Q: What is something you think more people need to know about sharing their life with cats?
A: Cats are as wild as we have become civilized. Respecting a cat for what they really are—an animal with wild instincts—is the first step to coexisting peacefully with your feline companion. Create an environment where your cat can thrive. Remember, you can take the cat out of the jungle, but you can’t take the jungle out of the cat.

Q: What is the cutest thing one of your seven cats does to show you how much you mean to him or her?
A: Anywhere I happen to be, all seven cats surround me or sit on me. They do a lot of head bunting, slow eye blinks (a nice gesture), and licking of my face. One cat, Jasper, wraps both his arms around my neck pressing his face into mine while drooling and purring loudly.

Q: If you can give just one piece of advice to our readers what would it be?
A: In one of my animal behaviour classes at Harvard University I learned a piece of advice that has stuck with me through the years: In order to help our animals with behaviour issues, we must first learn to see the world through their eyes. We must also learn to respect cats for what they are—our most wild of companion animals complete with wildcat instincts.
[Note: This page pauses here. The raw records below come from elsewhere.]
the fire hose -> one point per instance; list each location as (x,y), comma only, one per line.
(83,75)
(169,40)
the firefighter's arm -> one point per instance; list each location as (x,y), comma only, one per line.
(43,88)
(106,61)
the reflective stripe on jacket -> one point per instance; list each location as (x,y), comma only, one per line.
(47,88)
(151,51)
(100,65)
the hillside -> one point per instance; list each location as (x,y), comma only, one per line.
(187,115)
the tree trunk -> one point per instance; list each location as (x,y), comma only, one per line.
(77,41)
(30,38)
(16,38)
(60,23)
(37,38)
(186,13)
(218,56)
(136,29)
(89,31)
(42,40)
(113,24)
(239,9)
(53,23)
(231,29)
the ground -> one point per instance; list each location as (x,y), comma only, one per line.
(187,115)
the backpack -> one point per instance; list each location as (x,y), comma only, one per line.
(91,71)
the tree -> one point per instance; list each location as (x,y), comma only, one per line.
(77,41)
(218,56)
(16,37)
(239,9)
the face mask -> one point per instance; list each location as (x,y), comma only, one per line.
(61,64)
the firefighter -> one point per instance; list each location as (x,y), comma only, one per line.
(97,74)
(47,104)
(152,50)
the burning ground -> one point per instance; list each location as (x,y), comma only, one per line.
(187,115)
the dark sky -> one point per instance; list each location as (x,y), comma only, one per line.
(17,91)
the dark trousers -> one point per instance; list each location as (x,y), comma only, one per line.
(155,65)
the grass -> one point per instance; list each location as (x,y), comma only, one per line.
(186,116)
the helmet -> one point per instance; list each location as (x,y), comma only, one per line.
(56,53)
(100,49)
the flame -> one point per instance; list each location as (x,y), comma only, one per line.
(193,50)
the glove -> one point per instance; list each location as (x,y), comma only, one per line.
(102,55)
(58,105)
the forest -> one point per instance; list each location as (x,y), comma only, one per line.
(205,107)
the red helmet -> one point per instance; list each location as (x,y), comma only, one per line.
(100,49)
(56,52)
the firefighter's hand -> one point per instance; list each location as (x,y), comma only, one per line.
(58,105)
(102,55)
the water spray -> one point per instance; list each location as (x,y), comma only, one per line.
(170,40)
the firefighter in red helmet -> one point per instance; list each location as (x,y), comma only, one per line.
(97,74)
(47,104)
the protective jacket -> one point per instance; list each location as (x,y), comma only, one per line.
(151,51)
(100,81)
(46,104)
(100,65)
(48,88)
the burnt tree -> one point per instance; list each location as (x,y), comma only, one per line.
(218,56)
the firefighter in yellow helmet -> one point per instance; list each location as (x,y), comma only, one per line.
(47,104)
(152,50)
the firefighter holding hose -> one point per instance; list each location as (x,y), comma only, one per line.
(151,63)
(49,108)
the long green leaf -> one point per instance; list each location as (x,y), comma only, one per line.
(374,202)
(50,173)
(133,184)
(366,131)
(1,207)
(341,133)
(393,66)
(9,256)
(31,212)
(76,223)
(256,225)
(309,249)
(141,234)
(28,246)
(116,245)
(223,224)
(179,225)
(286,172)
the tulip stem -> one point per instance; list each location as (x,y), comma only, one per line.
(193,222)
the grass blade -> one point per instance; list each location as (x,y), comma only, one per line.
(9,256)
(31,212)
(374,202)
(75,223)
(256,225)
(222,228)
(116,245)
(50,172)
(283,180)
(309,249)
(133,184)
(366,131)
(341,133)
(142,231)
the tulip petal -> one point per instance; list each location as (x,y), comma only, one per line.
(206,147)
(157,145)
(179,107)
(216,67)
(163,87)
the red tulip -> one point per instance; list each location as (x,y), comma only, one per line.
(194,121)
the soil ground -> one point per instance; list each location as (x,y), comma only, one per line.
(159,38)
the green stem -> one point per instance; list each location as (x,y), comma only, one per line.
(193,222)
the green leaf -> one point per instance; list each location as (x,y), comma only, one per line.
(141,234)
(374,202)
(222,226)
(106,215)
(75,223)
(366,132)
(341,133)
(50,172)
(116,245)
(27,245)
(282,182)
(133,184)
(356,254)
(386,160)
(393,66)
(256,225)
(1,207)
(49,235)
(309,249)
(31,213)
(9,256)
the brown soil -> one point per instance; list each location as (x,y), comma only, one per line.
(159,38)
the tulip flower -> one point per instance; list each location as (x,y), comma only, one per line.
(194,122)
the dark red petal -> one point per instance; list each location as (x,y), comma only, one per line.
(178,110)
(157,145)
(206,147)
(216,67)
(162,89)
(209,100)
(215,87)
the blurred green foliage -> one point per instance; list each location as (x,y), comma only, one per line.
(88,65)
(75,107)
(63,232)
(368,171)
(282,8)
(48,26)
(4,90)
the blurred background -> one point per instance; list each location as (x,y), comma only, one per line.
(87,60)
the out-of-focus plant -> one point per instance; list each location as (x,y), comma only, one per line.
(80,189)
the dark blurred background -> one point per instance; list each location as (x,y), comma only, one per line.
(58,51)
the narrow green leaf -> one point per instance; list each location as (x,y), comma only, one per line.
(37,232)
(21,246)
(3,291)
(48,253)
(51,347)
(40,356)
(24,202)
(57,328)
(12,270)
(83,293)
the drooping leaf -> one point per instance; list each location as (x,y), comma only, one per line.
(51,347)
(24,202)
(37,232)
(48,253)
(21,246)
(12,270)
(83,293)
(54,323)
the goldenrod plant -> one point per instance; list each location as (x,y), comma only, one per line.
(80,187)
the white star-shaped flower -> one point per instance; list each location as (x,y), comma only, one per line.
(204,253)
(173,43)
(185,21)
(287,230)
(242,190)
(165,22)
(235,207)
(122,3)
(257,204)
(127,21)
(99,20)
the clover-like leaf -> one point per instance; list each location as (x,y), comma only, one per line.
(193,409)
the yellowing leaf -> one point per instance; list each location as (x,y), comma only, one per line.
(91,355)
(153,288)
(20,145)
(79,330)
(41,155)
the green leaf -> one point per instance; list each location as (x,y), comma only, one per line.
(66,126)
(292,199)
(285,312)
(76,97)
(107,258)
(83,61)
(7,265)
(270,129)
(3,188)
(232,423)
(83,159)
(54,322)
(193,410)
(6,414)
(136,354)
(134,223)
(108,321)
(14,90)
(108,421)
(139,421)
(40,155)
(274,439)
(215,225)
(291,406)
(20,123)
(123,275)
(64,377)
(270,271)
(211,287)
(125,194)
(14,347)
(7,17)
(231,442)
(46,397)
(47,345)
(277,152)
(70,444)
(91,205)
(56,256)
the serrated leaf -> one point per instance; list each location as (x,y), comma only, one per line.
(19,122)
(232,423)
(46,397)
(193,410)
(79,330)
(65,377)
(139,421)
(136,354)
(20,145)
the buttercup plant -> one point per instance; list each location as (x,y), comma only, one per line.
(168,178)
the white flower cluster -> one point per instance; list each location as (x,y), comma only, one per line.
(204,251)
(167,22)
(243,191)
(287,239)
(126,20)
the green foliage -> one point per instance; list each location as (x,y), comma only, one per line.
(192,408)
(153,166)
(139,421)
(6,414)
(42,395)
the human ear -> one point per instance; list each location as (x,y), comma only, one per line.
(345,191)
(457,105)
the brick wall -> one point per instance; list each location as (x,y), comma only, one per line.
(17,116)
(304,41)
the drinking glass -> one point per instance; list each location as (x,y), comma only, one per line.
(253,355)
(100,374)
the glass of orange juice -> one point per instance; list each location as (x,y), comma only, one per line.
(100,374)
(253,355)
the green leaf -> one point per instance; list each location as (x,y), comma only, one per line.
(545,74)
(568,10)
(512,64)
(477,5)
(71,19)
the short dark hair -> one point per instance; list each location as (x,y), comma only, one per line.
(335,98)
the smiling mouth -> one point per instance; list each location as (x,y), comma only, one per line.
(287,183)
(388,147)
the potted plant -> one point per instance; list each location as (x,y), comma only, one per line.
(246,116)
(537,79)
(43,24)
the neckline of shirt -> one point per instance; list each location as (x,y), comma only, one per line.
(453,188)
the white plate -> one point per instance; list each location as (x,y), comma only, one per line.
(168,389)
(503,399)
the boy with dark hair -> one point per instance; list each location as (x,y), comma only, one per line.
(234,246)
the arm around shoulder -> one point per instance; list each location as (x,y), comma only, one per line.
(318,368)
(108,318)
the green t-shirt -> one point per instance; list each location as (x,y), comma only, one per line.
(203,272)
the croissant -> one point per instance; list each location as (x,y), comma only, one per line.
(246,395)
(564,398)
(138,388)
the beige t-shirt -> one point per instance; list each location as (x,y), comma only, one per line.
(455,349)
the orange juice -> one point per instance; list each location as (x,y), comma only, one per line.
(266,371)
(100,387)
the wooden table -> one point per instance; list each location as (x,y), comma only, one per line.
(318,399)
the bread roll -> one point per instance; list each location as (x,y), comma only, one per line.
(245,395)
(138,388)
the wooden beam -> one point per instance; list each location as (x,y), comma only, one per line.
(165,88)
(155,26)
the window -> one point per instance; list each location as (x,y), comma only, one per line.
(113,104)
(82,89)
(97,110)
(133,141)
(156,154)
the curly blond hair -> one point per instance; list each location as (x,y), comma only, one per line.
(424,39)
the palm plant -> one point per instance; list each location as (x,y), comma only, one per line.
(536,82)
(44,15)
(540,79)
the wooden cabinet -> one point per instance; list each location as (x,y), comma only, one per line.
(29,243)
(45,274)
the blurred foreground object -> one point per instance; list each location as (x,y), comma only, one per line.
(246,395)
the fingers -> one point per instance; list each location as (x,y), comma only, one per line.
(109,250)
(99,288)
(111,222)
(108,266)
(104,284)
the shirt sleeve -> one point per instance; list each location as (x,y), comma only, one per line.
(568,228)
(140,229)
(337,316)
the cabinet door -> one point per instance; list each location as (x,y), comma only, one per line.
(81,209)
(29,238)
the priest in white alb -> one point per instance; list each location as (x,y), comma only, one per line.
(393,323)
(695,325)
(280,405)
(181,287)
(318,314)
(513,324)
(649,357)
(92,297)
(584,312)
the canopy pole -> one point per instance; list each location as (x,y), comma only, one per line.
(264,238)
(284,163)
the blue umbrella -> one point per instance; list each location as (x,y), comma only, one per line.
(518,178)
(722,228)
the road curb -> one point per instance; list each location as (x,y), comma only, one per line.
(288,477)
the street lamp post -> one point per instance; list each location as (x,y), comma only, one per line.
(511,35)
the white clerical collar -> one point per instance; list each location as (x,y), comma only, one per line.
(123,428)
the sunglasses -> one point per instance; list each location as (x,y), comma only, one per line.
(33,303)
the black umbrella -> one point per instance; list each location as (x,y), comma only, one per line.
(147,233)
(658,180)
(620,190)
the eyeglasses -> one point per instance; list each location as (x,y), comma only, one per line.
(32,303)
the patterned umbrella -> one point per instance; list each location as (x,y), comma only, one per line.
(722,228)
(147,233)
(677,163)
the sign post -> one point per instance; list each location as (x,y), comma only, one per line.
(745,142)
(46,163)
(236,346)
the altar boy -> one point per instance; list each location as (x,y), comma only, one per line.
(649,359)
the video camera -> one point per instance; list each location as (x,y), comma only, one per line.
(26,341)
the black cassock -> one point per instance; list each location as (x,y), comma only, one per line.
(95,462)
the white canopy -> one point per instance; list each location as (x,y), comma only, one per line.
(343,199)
Q: What exciting plans do you have in the works?
A: I was recently on The Today Show talking about cats and The Cat Whisperer book and I’m currently helping veterinarian Jenny Conrad promote her anti-declawing film, The Paw Project. I’m also looking forward to a media tour in Germany, Austria and Switzerland because my book was also published there. It’s the same book, only in German! “Katzenflusterin”! That’s German for Cat Whisperer!

Comments (1)

I was in the military for 23 yrs, and my kitties always traveled all over the world with me. I leash and harness trained all my cats beginning when they were kitties. This made getting through customs a cinch, as they were surprised one time when my leashed Tortoise Shell (Tortie) walked up the arm of an agent and gave him a kiss on the cheek when I was going through customs in Brussels. I thought I would be fined, even though I was in uniform, but the guy began laughing, saying she must be really healthy, and moved me quickly through the line.
All the attention in the airport immediately gravitated to leashed Tortie, as every kid there wanted to pet her and who lapped up every caress. What a show off!
When stationed in Chicago, two neighborhood kids began stopping by my house, asking if they could walk my big male tabby cat (Prince Rupert) who loved leash walking in the green area. Pretty soon, 8-10 kids were happily walking Rupert, with him proudly leading the crown. What a sight! Yes, leash training is do-able with food, and patience.